Mike shuffled on his stool uncomfortably. “Did you find your mole?”
“We have more urgent problems right now.” It was an evasion. Olga looked at Paulette. “Thank you for continuing to source provisions for us; it has been more useful than you can know, but there are some new arrangements I need to discuss with you. Things are going to be busy for a while. Mr. Fleming, there have been reports of contrails over the Gruinmarkt. We don’t have much time for idle chatter. Do you know anything about them?”
“They’ve been planning some kind of incursion for at least six months,” Mike told her. The secret, divulged, left him feeling naked. “I saw a spec-ops helicopter. This was planned before the bombs went off. They know where all the oil is, and you’re a threat to national security. But since the bombs—now—I don’t think they’ll be satisfied with their original plans.”
“Do you believe they’ll use nuclear weapons?”
“Will they?” It was Mike’s turn to frown. “They already did: that castle up near Concord. The question isn’t whether, the question is when and how many.” Stripped of the bloody shirt of eighteen thousand dead, these events acquired a logic of their own. “They’ll kill a lot of people who have nothing to do with your extended family.”
“Yes.” Olga emptied her coffee mug. “And so, we are taking steps to leave, to put ourselves forever beyond contact with the US government. Those of us with any sense, that is. Some refuse to see the writing on the wall, as you would say. The Clan is breaking up, you know; a generation ago the mere suggestion of an open split would have been seen as treason.”
“Where are you going?” asked Paulette.
“You’ve been there, I seem to recall. On a visit.” Olga raised an eyebrow. “Excuse me for not describing it in front of Mr. Fleming. When we go—I am allowed to offer you a payoff in money, or asylum if you are afraid of the authorities here: We look after our friends. But it’ll be a one-way trip.”
“They’ll come after you. They’ll hunt you down wherever you run to,” Mike predicted.
“Let them try.” Olga shrugged. “Mr. Fleming, I didn’t choose to fight the US government; I’m not Osama bin Laden. Your former vice president, he—well. We have a rule. When we do business with outsiders, we have a rule: no politicians. WARBUCKS quit politics, in the late eighties: That’s when our West Coast subsidiary approached him—well. Water under the bridge. It was a serious oversight, but one we are in the process of rectifying. My question to you is, what are you going to do now? Paulette tells me your agency has tried to kill you. What do you want? I can give you money—we’ve got more than we know what to do with, we can’t take it where we’re going—or I can offer you asylum—”
“I want the files,” said Mike.
“The. What?”
“Your files on WARBUCKS.”
“Huh?” Paulette looked confusedly between them.
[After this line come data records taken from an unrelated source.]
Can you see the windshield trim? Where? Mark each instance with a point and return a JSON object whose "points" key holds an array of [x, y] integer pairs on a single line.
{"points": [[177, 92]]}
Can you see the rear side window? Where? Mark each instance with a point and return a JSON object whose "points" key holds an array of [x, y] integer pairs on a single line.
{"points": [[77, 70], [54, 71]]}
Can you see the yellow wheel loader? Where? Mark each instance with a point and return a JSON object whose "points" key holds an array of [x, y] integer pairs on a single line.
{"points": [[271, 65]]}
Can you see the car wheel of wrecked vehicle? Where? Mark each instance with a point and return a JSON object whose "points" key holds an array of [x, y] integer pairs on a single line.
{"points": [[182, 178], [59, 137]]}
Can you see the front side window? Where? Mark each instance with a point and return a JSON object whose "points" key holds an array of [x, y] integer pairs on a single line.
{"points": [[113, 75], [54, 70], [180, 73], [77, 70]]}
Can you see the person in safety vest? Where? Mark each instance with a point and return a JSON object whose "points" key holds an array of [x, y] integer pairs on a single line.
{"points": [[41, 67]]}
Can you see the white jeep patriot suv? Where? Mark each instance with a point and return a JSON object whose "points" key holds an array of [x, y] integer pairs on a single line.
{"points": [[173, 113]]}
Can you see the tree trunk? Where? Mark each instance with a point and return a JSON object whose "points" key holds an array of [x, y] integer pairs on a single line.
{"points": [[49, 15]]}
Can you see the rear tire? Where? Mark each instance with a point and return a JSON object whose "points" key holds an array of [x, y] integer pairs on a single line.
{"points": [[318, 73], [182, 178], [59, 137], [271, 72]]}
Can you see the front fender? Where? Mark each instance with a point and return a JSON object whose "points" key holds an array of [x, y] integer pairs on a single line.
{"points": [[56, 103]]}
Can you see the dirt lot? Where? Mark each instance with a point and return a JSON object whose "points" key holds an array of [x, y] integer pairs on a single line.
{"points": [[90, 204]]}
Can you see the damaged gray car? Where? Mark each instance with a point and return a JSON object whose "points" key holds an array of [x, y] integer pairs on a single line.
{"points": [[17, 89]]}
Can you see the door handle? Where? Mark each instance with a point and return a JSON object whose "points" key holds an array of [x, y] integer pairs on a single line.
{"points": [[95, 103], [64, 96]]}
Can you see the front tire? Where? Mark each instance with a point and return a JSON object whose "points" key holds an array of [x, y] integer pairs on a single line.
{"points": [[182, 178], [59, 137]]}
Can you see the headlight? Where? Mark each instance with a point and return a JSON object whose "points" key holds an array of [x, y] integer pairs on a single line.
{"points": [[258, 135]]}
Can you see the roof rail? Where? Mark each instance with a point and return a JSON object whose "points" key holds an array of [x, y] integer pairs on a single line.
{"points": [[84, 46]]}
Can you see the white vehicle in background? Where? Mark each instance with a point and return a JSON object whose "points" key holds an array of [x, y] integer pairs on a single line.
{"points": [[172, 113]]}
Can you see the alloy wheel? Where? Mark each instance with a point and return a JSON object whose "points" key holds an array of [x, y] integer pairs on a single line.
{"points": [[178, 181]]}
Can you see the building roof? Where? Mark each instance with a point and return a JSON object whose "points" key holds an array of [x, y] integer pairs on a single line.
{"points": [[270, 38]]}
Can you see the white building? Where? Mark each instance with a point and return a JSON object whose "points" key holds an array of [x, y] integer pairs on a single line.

“WARBUCKS started this. I wouldn’t be here now if I didn’t know a deliberate provocation when I saw one. This is all happening because he wants to cover up his past complicity with the Clan, and because the existence of the Clan is now a matter of public record. An awful lot of people are going to die to cover up his secret.” Mike’s frustration sought a way out. “People who have nothing to do with your nasty little family trade, or with me, or with WARBUCKS. Listen, I don’t much care for you. If it was business as usual I’d arrest you right now and put you away on racketeering, money laundering, and drugs charges. Oh, and the illegal firearm.” He gestured at Olga’s bag and she twitched a hand towards it; he shrugged. “But it’s not business as usual—probably never will be, ever again. The man who you guys have fallen out with is running my country. He’s corrupted my government, built a secret unaccountable agency with the capability to bypass the national nuclear command authority, disappeared people into underground prisons; you name it, he’s done it. He’s wiped his ass on the Constitution and it’s all thanks to dirty drugs money: not directly, oh no, but you’re complicit. I don’t care what happens to you people—but I swore an oath to protect the constitution of the United States, and it looks like for the past year I’ve been working for an organization designed from the get-go to undermine it. So I want your files on WARBUCKS, now they’re no use to you any more if you’re serious about pulling out. I want the dirt. And if you won’t give it to me, you’re worse than I think you are—and my opinion of you is pretty low right now.”